Eclipse just closed a $1.3 billion fund targeting what the firm calls ‘physical AI’ – the convergence of artificial intelligence with robotics, autonomous systems, and hardware. But here’s the twist: Eclipse isn’t just writing checks. The venture firm plans to use a portion of the capital to incubate and build startups from scratch, marking an aggressive bet that the next wave of AI breakthroughs will happen in the physical world, not just in data centers.
Eclipse is making a massive bet that artificial intelligence’s most valuable applications won’t live in the cloud – they’ll drive forklifts, assemble products, and navigate warehouses. The venture firm just secured $1.3 billion in fresh capital dedicated entirely to what it calls ‘physical AI,’ a category encompassing everything from autonomous robots to smart manufacturing systems.
The raise comes as the broader AI investment landscape shows signs of maturation. While software-focused AI startups have attracted hundreds of billions in recent years, physical AI remains comparatively underserved despite recent breakthroughs in robotics and computer vision. Eclipse is betting that gap represents opportunity.

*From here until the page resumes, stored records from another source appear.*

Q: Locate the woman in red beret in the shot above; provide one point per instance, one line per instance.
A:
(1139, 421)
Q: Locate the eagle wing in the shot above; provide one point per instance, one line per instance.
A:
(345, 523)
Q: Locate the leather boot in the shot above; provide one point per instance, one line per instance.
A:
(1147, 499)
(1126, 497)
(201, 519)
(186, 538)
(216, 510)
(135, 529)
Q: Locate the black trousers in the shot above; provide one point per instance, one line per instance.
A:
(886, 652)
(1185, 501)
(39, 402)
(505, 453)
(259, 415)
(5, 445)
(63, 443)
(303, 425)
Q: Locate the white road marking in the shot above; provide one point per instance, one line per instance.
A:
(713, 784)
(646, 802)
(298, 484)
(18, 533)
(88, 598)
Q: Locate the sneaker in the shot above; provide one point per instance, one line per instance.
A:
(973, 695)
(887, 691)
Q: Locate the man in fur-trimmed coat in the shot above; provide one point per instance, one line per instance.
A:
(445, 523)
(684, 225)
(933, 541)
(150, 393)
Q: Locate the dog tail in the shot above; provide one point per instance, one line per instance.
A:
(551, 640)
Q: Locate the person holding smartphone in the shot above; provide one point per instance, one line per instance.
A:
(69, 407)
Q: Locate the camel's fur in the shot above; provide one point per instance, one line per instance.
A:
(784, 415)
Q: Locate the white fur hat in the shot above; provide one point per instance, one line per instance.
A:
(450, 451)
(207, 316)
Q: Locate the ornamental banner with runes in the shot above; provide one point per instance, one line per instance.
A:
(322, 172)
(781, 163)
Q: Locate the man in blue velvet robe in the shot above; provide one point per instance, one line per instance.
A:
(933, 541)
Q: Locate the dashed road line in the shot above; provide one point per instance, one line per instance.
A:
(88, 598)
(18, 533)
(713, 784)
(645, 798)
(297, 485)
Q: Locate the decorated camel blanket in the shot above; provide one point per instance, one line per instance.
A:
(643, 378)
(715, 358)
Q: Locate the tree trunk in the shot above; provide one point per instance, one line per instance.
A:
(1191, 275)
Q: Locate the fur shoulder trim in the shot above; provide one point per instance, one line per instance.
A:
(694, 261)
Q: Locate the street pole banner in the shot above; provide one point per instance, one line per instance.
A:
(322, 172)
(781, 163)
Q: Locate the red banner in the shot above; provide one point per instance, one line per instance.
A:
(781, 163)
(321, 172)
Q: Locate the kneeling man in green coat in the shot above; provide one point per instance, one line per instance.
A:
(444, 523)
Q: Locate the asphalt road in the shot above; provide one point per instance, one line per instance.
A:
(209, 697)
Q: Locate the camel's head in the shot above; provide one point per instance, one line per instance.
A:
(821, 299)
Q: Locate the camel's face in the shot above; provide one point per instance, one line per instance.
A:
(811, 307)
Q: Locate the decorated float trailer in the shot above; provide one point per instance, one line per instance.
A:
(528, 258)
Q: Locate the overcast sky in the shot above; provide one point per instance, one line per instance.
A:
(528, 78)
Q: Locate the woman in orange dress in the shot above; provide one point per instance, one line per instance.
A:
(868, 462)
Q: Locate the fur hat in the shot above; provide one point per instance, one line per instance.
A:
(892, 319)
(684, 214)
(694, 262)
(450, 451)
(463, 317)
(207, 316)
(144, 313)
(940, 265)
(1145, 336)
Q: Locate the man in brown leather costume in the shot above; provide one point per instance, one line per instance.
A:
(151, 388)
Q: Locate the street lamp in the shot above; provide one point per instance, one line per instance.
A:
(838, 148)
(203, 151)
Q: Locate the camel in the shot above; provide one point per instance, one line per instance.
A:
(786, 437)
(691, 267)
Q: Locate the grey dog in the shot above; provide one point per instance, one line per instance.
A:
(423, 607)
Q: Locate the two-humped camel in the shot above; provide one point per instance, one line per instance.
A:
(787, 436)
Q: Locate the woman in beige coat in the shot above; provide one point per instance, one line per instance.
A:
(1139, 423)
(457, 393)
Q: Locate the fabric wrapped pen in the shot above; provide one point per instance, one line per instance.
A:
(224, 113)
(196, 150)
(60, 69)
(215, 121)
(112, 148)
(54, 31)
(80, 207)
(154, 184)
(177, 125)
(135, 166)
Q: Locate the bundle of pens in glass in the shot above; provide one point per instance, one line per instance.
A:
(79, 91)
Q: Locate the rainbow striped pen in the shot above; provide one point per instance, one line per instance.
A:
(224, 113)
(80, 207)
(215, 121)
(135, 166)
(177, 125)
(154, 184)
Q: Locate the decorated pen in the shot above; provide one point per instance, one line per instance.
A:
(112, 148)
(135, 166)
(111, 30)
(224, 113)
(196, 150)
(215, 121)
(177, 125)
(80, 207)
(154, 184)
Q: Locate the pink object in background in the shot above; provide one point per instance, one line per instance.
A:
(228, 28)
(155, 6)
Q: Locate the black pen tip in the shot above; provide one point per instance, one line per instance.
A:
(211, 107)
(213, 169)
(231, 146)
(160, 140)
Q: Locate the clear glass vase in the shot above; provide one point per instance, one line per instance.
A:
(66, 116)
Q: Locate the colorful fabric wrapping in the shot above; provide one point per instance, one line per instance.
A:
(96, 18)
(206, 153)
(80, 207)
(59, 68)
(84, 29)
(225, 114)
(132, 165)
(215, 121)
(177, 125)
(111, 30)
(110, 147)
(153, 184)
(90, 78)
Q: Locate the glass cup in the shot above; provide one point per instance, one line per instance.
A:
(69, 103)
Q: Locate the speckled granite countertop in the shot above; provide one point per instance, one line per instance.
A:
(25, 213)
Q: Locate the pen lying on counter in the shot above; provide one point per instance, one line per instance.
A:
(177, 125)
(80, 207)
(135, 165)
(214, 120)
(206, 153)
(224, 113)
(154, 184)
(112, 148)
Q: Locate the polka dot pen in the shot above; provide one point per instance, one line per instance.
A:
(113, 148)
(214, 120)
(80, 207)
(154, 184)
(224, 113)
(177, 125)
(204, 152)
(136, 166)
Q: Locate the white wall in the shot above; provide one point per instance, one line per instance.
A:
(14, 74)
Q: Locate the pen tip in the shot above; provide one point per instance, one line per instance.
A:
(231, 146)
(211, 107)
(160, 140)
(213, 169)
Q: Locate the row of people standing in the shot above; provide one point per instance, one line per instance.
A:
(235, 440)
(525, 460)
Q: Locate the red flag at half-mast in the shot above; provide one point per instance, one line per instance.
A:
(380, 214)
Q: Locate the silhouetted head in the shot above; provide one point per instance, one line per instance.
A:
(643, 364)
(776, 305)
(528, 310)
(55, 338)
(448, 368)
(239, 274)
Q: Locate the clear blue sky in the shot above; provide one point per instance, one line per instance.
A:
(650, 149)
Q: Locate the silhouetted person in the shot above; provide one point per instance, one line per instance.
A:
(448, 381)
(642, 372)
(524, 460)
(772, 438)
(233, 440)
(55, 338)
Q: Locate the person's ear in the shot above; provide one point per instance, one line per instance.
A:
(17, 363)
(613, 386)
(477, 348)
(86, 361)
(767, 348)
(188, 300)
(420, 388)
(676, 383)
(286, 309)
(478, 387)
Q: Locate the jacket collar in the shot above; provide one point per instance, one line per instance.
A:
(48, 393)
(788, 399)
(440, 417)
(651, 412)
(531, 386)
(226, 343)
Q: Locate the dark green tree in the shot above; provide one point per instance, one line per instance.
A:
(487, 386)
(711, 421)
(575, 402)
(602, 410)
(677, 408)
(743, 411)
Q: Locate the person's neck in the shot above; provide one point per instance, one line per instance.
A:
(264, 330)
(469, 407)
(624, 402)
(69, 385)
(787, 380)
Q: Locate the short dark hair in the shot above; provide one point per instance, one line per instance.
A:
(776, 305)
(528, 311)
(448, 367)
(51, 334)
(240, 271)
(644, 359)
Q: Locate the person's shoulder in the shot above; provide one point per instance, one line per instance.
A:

What sets this fund apart isn’t just its size – it’s Eclipse’s hybrid approach to deployment. Rather than functioning purely as a traditional venture firm cutting checks to founders, Eclipse plans to allocate a portion of the $1.3 billion toward incubating companies internally. That means the firm will actively participate in building startups from the ground up, identifying white space opportunities in physical AI and assembling teams to pursue them.
This studio model has gained traction in recent years as VCs look for ways to derisk early-stage investments and capture more upside. By incubating companies, Eclipse can control initial product direction, recruit founding teams, and potentially secure better economics than traditional seed investments. It’s a strategy that requires deep operational expertise – something Eclipse has been building through its previous funds focused on infrastructure and enterprise technology.
The physical AI thesis rests on several converging trends. Hardware costs for sensors, actuators, and compute have plummeted over the past decade. Machine learning models can now process visual and spatial data in real-time. And critically, labor shortages across manufacturing, logistics, and agriculture are creating urgent demand for automation solutions that actually work in messy, unstructured environments.